Dutch tennis player (born 2002)

Thijmen Loof (born 15 July 2002) is a Dutch tennis player. He has a career high doubles ranking of world No. 132 achieved on 3 August 2026 and a career high singles ranking of world No. 961 achieved on 21 October 2024. He won his first doubles title on the ATP Challenger Tour at the 2025 Côte d'Ivoire Open in Abidjan in April 2025.

==Career==
He became Dutch doubles champion in the under-16 age group in August 2018, alongside Frank Jonker.

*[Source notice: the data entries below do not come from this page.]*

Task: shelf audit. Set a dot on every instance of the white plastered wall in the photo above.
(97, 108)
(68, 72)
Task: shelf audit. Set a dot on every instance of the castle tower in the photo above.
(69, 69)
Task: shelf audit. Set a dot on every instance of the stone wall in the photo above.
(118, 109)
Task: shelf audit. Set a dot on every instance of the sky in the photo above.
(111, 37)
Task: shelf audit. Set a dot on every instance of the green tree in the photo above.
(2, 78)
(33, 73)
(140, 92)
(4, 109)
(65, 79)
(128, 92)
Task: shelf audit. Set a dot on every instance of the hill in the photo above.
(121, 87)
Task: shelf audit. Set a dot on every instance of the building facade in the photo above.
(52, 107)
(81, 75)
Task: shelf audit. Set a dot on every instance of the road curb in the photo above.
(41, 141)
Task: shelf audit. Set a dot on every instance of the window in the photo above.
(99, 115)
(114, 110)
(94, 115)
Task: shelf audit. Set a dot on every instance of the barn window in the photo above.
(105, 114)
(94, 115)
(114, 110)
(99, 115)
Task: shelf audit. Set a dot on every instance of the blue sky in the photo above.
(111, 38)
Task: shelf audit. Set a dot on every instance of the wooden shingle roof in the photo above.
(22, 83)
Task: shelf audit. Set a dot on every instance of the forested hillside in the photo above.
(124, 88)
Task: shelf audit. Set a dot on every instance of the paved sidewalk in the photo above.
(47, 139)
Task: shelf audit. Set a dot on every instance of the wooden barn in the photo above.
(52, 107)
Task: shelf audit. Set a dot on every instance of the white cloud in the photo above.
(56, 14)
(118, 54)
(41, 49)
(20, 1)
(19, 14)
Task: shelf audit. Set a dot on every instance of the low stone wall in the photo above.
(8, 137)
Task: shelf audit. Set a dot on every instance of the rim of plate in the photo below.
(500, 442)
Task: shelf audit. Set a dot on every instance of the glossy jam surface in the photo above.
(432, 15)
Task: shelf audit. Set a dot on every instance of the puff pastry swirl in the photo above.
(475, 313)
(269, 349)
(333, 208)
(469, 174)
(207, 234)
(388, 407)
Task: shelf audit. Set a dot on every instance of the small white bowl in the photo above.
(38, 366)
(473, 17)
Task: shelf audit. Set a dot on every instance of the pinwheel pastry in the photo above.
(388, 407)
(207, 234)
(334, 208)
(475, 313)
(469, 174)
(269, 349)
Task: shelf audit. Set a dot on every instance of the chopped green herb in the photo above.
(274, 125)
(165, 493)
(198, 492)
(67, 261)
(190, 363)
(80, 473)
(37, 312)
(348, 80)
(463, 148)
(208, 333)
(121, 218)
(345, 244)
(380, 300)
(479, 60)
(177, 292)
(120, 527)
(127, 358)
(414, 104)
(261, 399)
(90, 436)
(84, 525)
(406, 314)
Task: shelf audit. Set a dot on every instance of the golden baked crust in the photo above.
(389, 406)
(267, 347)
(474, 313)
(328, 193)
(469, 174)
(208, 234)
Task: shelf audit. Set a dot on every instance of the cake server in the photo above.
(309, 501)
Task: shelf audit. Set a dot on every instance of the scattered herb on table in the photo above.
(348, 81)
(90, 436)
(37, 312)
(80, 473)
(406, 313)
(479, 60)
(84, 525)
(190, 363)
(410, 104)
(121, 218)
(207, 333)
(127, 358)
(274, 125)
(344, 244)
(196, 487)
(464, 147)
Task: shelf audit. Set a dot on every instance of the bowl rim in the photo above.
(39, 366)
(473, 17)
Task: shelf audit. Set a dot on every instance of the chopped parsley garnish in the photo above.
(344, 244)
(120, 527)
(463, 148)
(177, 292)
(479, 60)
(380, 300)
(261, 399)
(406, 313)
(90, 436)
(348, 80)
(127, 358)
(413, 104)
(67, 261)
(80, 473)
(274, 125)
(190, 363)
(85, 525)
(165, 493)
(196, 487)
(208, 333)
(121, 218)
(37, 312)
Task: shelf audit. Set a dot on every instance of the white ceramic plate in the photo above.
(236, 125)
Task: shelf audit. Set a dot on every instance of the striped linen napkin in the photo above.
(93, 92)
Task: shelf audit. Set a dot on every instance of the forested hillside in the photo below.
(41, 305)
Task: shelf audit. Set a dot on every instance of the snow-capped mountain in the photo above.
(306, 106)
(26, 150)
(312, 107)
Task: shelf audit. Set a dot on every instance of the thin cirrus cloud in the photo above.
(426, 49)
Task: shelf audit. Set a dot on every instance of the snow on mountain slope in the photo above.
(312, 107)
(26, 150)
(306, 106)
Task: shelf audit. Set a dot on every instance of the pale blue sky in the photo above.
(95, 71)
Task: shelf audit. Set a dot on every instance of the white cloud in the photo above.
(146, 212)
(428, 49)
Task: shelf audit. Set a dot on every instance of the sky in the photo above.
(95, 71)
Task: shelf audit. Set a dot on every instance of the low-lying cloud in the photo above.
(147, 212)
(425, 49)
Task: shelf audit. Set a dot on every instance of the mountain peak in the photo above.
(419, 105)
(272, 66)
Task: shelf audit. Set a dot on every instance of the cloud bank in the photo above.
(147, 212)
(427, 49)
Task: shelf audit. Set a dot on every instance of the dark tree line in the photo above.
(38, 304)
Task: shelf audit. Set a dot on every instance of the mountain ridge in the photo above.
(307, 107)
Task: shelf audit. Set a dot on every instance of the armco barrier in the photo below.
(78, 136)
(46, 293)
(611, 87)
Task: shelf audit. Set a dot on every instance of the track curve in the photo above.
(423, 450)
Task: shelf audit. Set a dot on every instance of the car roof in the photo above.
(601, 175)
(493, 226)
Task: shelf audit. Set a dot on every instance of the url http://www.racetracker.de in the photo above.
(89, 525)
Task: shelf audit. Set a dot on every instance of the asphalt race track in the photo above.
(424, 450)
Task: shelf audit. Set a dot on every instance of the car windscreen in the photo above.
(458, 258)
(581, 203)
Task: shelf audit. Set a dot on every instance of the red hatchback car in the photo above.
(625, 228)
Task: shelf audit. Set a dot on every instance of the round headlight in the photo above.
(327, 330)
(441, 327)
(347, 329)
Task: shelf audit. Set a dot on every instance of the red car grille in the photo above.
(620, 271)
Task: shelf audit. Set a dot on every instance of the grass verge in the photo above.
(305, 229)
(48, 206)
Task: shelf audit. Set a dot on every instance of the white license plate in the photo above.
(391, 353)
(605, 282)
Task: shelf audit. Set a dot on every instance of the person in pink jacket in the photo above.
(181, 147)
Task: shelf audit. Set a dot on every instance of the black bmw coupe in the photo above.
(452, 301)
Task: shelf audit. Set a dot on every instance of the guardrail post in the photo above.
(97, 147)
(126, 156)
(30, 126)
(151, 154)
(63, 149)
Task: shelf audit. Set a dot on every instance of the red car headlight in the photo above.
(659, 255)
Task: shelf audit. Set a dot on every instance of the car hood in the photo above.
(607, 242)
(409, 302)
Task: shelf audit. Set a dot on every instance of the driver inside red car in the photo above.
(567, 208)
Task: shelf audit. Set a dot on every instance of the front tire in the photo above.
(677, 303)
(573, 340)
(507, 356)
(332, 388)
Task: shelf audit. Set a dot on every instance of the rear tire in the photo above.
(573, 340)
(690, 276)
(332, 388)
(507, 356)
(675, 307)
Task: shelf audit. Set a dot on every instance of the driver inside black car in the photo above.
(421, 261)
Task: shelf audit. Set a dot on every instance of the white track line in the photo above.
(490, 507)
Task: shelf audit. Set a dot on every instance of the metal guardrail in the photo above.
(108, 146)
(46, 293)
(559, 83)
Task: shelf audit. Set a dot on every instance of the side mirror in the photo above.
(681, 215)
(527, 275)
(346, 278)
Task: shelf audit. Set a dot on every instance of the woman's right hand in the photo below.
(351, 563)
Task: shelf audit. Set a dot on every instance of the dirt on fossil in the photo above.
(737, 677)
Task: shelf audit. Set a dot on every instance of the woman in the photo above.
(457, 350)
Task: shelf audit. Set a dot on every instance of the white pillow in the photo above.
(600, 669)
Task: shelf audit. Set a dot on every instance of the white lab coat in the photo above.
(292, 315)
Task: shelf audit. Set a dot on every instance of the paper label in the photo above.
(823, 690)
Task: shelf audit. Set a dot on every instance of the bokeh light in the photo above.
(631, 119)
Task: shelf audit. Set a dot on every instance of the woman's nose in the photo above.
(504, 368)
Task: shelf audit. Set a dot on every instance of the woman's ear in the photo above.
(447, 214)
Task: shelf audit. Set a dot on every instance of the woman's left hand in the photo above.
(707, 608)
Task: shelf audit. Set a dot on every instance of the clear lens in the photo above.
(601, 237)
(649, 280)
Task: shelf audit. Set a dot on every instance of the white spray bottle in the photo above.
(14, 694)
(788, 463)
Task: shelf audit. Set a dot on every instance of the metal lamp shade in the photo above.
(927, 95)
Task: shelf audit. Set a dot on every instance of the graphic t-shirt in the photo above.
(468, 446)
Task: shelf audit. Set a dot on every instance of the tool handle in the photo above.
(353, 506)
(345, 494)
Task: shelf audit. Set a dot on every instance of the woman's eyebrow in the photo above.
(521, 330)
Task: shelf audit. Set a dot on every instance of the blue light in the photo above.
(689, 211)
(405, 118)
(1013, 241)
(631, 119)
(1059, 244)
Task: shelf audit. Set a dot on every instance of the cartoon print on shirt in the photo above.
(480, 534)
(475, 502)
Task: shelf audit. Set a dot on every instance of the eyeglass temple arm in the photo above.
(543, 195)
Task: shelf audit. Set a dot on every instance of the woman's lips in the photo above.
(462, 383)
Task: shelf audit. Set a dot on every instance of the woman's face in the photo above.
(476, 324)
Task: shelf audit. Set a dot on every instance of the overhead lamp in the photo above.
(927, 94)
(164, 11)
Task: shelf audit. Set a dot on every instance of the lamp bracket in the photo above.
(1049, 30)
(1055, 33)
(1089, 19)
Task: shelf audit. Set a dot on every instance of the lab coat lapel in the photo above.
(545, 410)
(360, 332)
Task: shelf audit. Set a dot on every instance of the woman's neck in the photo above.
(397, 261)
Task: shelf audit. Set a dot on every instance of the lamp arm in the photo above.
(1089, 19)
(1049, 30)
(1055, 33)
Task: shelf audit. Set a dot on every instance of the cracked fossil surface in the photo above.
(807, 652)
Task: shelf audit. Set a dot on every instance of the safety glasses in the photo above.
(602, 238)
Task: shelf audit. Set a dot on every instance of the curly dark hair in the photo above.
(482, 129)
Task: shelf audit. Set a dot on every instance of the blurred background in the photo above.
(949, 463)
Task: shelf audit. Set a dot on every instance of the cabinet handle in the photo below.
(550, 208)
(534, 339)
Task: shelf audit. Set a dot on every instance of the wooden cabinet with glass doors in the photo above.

In the final, the pair defeated Jesse den Hartog and Jesse de Jager 6-4 7–5.

In August 2024, he was beaten in singles by Cruz Hewitt, in Hewitt's first win at a senior match.
He won two doubles titles in Bali in August and September 2024, his fourth and fifth doubles finals of the year. This included teaming up with Tibo Colson to beat Shintaro Imai and Moerani Bouzige in the final of 2024 Amman Mineral Men's World Tennis Championship, in straight sets.

In April 2025, alongside Matt Hulme, he reached the men's doubles final at the 2025 Côte d'Ivoire Open in Abidjan on the Challenger tour, after the retirement in the semi-finals of the pair Ricardas Berankis and Dominik Kellovský, where they defeated the pairing of Frenchman Clement Chidekh and Antiguan Jody Maginley in straight sets, 7–6, 7–4. Throughout the tournament they only lost one set, which was in the round of 16. Speaking after the match, Loof expressed his satisfaction in the mixed zone saying "today was probably our best doubles of the tournament".

==Personal life==
He is from The Hague in the Netherlands and started playing tennis as a youngster at a club in Bosjes van Pex of which his mother was a member.